Immunoassay is a bioanalytical method based on the reaction of antigen and antibody.
These processes are being used more and more widely today, for example, in the field of pharmaceutical research, therapeutic treatments, and environmental biology to determine the presence, quantity or functional activity of an analyte (target molecule). The method is characterized by high sensitivity, high throughput and specificity.
The immunoassay can be designed in different forms depending on the target molecule and customer needs (competitive, sandwich, quantitative, qualitative, measurement range, sensitivity, performance, time, material used, sample preparation, price, etc.). The method allows a quantitative or qualitative determination of one or more analytes simultaneously from a single sample. Labeling material (fluorescent dye, enzyme, etc.) is used in the measurement, the name of the method is based on the nature of the marking (RIA 1959, FIA, EIA, ELISA LIA, etc.)
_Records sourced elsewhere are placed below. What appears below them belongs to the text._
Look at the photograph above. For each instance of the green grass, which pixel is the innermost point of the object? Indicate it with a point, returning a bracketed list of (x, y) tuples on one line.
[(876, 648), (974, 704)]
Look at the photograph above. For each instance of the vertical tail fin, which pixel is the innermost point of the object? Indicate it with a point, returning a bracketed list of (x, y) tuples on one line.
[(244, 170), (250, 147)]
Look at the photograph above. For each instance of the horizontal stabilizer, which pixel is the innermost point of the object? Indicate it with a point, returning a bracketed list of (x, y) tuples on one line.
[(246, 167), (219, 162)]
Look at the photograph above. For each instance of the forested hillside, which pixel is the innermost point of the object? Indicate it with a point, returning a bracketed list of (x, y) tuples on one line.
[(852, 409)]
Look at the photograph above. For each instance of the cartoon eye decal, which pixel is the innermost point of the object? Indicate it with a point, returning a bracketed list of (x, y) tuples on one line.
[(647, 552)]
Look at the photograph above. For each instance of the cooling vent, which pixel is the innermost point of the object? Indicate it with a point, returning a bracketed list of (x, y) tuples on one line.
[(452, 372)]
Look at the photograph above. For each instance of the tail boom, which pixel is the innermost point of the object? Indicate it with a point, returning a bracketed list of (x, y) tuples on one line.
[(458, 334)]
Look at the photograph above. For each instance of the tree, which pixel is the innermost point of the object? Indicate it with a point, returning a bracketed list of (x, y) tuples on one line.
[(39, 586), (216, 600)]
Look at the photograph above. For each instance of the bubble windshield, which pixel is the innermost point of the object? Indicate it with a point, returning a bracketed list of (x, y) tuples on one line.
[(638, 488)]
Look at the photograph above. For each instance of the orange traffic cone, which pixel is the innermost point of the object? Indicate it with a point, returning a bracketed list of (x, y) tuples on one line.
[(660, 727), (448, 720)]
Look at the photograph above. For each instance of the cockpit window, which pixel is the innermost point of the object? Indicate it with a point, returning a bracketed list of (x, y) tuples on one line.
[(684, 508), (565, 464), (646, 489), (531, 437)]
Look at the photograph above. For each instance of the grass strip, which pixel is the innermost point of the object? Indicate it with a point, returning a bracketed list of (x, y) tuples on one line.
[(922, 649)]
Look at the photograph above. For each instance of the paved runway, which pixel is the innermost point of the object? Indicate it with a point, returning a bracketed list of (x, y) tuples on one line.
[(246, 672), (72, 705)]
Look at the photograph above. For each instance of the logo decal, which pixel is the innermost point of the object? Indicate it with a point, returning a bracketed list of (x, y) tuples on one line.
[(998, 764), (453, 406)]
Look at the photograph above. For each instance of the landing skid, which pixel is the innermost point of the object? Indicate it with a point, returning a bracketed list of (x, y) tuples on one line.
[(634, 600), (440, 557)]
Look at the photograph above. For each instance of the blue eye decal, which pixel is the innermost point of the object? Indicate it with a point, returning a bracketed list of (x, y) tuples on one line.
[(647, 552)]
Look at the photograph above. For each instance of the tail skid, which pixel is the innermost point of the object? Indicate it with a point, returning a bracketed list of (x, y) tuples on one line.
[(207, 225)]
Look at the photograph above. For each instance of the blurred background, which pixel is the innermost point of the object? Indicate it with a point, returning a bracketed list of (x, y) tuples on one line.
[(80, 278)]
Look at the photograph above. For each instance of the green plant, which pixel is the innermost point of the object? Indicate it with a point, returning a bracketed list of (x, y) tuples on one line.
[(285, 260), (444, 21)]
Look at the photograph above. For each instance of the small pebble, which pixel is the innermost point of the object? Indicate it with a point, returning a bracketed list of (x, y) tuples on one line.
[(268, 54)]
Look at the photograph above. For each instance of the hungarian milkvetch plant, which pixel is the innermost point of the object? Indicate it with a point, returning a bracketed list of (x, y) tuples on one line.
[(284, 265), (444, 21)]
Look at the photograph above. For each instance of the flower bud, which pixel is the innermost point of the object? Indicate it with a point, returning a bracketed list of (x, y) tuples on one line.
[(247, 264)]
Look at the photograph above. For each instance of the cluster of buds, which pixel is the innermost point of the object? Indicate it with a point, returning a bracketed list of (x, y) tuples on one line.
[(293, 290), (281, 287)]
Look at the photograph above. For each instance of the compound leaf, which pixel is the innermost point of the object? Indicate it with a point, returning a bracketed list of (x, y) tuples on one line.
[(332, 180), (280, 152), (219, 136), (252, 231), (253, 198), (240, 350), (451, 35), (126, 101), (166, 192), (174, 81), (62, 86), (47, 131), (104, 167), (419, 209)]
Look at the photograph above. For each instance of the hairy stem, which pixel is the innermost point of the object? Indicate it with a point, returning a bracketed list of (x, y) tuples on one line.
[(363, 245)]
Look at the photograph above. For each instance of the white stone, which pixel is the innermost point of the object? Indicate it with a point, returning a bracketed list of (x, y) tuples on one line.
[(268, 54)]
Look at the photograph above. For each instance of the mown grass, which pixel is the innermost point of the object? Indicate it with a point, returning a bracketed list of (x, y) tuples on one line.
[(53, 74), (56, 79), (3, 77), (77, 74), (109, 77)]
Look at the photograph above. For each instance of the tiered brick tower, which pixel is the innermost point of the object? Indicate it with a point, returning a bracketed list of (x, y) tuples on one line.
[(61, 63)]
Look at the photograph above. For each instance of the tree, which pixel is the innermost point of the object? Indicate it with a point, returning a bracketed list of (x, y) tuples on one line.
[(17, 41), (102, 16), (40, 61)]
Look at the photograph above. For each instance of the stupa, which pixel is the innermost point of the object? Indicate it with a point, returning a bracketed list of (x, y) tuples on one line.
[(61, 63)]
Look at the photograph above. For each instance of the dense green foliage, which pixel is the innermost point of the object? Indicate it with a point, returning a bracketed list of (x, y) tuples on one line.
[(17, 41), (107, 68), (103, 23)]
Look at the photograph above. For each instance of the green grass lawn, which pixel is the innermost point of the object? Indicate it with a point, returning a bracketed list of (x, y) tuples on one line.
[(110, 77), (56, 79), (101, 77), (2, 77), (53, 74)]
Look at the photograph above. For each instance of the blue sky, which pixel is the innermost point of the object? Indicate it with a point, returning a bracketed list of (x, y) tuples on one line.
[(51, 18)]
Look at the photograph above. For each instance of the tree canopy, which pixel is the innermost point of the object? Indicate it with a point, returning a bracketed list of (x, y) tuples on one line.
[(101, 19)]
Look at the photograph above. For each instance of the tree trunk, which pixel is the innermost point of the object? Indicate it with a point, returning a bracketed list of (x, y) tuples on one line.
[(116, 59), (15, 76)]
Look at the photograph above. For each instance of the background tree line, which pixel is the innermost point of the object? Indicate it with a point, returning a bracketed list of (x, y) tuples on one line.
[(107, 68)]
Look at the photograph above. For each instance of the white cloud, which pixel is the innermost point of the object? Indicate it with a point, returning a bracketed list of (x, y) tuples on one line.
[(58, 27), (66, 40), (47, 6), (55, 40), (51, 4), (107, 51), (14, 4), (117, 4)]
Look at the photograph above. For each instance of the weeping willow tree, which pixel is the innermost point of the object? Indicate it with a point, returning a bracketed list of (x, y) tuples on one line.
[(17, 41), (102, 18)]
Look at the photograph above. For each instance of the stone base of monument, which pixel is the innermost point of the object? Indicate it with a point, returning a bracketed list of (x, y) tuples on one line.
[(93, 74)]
Our most commonly developed and applied immunoassay is based on a competitive binding reaction in which a specific amount of labelled analytes (conjugates) and a variable amount of unlabelled analyte present in the sample compete for the specific binding sites of the antibody that can be immobilized or in the solution. Thus, by mixing and incubating the developed immunoanalytical reagents with the sample or standard solution, the antigen binds to the antibody and forms a complex. This complex can be separated from the unbound reactant fraction by physical or chemical separation techniques. The quantitative or qualitative determination is performed by measuring the labelled analyte (e.g., fluorescence or enzyme) in either the bound or the free fraction. By depicting the measured signal, the concentration of the sample analyte can be determined depending on the concentration of the standard solution.